Mabon Nedir?
Mabon, pagan ve Wicca inanç sistemlerinde sonbahar ekinoksuna denk gelen bir festivaldir. Genellikle mevsimsel değişimlerle ve bunlara bağlı doğal döngülerle ilişkilendirilir. Temelinde, doğanın ilkbahar ve yaz boyunca göstermiş olduğu cömertliğe ve tarımsal berekete karşı şükran duygusu vardır.
Sonbahar ekinoksunda, gece ve gündüz sürelerinin eşitlenmesiyle birlikte tarım toplumları, doğadaki değişimlere ayak uydurarak anbean yaklaşmakta olan kış mevsimine yönelik hazırlık süreçlerini başlatmışlardır. Çünkü gece ile gündüz arasındaki savaş, yaklaşık altı aylık bir süre boyunca gece lehine devam edecektir. Havaların soğumasıyla birlikte toprak da bereketini kaybedecek, Lammas, Mabon ve Samhain dönemindeki hasatlarla kış mevsimi için gerekli gıda ve ihtiyaçlar karşılanacaktır.

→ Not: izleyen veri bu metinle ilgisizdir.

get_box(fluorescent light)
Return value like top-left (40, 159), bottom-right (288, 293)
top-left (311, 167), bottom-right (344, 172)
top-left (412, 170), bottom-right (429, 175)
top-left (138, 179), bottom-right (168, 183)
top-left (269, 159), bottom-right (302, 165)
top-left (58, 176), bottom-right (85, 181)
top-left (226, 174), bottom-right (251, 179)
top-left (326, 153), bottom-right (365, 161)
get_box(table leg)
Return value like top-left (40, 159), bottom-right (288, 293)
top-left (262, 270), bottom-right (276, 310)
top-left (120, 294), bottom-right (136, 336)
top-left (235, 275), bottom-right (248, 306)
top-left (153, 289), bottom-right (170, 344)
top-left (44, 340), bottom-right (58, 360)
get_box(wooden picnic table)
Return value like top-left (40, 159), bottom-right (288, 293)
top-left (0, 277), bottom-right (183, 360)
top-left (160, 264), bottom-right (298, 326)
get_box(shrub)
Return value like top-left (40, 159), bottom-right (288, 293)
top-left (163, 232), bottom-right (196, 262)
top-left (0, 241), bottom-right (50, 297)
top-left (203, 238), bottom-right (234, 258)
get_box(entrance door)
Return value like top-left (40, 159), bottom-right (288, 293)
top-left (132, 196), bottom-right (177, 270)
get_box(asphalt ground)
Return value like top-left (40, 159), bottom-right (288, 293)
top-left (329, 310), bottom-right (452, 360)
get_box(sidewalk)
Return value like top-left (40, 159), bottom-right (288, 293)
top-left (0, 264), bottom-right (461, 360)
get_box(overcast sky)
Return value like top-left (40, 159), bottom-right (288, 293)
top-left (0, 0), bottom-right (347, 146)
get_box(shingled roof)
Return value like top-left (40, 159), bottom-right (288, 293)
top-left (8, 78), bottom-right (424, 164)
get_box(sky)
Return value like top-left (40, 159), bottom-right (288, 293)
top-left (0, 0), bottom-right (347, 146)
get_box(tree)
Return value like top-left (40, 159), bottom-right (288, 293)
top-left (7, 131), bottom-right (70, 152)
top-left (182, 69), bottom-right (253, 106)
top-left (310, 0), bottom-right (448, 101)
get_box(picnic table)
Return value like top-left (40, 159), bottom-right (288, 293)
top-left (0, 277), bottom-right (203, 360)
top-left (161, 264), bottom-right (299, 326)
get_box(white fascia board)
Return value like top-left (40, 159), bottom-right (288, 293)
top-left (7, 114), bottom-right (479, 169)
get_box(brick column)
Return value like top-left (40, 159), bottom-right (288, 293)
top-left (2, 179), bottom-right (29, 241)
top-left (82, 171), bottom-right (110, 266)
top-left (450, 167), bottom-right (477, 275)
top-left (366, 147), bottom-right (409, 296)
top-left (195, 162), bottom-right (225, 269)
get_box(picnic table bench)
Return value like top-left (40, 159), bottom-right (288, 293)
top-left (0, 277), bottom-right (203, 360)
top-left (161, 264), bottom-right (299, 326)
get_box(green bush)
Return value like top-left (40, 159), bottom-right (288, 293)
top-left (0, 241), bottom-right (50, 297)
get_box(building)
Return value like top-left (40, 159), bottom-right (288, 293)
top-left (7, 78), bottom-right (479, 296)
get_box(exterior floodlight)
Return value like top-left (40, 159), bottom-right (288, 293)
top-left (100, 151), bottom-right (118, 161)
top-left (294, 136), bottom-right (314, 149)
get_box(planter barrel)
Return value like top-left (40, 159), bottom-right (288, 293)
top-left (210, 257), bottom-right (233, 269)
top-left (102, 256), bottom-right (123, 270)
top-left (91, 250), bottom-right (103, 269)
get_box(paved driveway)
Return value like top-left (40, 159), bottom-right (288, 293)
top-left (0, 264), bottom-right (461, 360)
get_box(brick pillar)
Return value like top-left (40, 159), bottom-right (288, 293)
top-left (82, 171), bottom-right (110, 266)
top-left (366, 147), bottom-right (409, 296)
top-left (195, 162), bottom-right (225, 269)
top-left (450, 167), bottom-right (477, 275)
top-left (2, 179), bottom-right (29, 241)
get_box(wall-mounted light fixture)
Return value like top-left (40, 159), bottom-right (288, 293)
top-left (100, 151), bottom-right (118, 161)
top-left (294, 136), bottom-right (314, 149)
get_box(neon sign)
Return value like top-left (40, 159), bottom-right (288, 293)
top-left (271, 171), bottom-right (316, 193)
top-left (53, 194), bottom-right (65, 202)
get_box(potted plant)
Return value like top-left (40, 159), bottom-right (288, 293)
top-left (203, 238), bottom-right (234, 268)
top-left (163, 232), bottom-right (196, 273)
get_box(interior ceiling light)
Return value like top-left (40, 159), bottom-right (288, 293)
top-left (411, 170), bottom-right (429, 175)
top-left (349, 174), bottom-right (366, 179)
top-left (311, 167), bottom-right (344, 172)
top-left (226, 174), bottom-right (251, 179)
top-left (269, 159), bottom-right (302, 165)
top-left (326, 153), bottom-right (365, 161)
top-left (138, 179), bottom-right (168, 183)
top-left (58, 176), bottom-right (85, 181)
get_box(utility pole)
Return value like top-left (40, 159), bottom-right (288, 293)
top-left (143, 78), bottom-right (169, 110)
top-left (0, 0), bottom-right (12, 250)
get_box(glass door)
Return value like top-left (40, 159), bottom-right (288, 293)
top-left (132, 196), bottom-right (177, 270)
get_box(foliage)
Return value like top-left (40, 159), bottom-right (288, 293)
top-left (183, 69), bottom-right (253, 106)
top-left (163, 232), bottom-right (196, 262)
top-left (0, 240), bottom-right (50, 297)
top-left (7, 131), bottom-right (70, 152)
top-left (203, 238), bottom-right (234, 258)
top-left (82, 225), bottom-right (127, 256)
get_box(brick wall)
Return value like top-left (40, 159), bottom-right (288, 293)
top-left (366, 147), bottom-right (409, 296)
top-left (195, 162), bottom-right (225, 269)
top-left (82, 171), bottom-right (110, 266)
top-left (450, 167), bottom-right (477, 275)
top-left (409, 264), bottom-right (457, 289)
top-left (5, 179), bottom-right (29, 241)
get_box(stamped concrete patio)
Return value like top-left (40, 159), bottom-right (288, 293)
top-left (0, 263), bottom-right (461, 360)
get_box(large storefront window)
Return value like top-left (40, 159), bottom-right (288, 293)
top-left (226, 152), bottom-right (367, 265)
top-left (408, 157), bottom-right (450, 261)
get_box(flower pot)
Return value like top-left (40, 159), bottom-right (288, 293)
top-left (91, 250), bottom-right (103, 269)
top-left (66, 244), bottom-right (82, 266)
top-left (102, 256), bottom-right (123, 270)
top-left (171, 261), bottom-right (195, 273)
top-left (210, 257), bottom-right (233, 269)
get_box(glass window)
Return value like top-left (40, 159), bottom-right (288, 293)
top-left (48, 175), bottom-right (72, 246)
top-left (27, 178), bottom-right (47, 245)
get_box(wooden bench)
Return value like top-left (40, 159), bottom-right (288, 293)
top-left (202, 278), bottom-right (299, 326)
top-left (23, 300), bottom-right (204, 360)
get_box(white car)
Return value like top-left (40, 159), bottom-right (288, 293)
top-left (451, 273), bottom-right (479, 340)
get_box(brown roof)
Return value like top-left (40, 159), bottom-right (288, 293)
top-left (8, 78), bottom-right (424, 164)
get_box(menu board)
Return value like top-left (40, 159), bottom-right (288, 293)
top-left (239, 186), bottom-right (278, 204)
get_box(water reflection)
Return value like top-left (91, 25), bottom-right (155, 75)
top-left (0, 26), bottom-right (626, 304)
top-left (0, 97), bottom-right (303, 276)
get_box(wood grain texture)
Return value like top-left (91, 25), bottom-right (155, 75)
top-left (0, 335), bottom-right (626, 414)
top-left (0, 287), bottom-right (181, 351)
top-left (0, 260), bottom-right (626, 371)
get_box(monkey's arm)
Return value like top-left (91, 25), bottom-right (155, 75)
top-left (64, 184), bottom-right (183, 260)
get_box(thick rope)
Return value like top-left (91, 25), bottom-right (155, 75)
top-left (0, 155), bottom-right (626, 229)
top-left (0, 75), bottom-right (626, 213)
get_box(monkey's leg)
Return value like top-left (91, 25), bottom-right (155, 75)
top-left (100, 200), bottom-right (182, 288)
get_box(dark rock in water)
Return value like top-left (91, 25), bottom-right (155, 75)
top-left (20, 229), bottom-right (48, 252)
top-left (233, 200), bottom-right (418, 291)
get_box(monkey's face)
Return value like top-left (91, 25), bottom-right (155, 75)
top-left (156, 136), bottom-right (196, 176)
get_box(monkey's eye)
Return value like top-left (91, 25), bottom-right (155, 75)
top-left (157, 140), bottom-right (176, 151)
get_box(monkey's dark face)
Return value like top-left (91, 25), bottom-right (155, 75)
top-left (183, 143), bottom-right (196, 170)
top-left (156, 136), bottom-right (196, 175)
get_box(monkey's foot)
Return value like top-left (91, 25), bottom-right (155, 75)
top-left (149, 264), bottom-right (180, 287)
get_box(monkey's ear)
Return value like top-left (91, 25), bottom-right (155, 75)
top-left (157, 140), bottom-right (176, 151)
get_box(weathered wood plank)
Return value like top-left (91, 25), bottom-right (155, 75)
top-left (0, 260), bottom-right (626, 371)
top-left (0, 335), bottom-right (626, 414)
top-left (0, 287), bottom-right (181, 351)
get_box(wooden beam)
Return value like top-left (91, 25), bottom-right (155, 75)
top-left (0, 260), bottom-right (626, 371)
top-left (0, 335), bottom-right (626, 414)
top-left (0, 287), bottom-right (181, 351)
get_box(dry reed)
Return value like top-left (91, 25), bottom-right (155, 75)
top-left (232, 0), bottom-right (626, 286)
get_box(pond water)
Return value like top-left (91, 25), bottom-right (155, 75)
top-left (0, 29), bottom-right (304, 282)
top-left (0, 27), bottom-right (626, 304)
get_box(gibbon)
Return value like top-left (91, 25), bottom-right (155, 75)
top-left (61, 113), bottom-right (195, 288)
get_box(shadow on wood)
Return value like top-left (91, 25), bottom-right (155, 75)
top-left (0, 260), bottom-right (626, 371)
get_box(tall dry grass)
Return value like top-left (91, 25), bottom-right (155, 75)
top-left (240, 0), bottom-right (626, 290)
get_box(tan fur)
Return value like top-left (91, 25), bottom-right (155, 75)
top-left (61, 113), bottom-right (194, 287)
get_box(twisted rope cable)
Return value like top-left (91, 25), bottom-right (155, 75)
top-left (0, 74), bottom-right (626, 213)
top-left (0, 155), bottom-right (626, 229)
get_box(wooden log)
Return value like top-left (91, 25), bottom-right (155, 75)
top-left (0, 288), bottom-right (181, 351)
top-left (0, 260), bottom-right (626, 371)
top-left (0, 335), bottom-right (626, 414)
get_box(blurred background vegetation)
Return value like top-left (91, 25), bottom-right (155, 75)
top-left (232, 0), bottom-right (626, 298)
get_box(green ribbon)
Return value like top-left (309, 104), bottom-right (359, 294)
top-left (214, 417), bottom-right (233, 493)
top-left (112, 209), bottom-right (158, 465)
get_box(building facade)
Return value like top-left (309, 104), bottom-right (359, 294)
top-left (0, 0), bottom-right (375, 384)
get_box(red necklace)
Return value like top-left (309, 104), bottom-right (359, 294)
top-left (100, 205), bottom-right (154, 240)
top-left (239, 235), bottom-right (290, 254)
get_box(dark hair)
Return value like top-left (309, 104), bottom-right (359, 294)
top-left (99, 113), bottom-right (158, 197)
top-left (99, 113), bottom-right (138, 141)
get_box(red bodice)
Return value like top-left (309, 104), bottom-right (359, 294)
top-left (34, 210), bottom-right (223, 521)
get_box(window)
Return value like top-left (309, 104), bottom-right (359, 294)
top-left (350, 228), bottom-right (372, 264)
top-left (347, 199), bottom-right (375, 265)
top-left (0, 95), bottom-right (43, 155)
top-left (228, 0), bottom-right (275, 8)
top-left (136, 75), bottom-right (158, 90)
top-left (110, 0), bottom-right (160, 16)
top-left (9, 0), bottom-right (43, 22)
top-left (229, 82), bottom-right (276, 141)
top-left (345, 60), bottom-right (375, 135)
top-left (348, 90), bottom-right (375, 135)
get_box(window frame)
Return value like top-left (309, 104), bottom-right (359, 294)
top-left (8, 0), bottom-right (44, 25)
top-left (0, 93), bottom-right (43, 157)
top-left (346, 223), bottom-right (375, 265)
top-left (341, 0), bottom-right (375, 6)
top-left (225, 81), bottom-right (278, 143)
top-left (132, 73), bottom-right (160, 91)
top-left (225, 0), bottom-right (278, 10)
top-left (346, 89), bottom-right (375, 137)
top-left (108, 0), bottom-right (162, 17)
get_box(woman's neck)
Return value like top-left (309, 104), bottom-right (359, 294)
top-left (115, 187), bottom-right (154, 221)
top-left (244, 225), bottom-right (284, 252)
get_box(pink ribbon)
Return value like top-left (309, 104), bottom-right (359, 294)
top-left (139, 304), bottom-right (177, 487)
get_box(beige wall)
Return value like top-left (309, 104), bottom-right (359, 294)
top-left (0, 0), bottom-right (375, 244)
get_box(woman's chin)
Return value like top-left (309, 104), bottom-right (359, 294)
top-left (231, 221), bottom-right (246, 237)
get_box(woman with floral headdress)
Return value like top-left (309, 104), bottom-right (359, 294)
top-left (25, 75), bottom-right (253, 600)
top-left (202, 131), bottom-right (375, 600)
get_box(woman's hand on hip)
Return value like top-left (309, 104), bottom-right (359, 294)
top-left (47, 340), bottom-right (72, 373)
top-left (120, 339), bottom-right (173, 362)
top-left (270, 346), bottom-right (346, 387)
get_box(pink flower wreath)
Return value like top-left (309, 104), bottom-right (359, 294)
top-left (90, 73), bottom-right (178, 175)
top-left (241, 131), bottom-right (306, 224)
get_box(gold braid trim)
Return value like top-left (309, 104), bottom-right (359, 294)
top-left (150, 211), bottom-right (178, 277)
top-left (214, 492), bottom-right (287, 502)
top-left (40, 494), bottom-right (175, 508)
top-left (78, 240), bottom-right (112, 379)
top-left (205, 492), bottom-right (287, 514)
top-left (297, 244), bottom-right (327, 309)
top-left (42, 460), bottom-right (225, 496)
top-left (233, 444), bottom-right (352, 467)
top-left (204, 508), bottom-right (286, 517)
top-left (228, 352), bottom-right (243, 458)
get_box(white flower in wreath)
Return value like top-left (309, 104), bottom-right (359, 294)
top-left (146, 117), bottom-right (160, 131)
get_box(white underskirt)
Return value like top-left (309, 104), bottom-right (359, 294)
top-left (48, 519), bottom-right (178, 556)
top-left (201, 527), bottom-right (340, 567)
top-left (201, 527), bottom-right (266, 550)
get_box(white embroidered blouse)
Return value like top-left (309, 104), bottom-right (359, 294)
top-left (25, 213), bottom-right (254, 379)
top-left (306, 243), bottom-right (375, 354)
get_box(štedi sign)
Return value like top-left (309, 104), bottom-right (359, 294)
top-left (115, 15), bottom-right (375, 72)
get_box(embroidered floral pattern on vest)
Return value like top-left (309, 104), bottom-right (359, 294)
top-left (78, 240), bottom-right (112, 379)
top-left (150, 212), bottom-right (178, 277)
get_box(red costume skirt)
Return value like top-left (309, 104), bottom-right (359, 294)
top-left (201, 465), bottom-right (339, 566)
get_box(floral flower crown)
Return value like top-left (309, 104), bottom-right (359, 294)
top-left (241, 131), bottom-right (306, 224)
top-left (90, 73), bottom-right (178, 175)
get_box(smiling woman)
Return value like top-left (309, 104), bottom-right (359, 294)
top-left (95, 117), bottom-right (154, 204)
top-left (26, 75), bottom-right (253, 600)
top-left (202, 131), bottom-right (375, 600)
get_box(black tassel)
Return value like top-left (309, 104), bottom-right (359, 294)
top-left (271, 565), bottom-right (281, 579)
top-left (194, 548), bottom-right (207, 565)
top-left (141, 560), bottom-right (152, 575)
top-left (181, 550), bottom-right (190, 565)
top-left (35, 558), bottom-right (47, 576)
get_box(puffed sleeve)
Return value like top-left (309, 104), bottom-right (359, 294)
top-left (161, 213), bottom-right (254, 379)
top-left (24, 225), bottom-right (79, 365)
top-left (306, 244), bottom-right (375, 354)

Doğanın sunduğu bereketli hasatlara karşı şükran duymanın yanı sıra insanlar, Mabon sırasında bitmekte olan tarım sezonunun da değerlendirmesini yaparlardı. Kazançlar ve deneyimler üzerinden yapılan bu değerlendirmelerle çiftçiler, bir sonraki tarım sezonu için hazırlıkları planlarlardı. Bu açıdan Mabon’un, yalnızca fiziksel değil, ruhsal bir dönüşümü de temsil ettiği söylenebilir.
Antik Kelt kültürlerinde, hasat şenlikleriyle özdeşleşen Mabon, yerel terminolojide “İkinci Hasat” olarak da bilinir. (İlk hasat Lammas, ikinci hasat Mabon ve üçüncü hasat Samhain olarak sıralanır.)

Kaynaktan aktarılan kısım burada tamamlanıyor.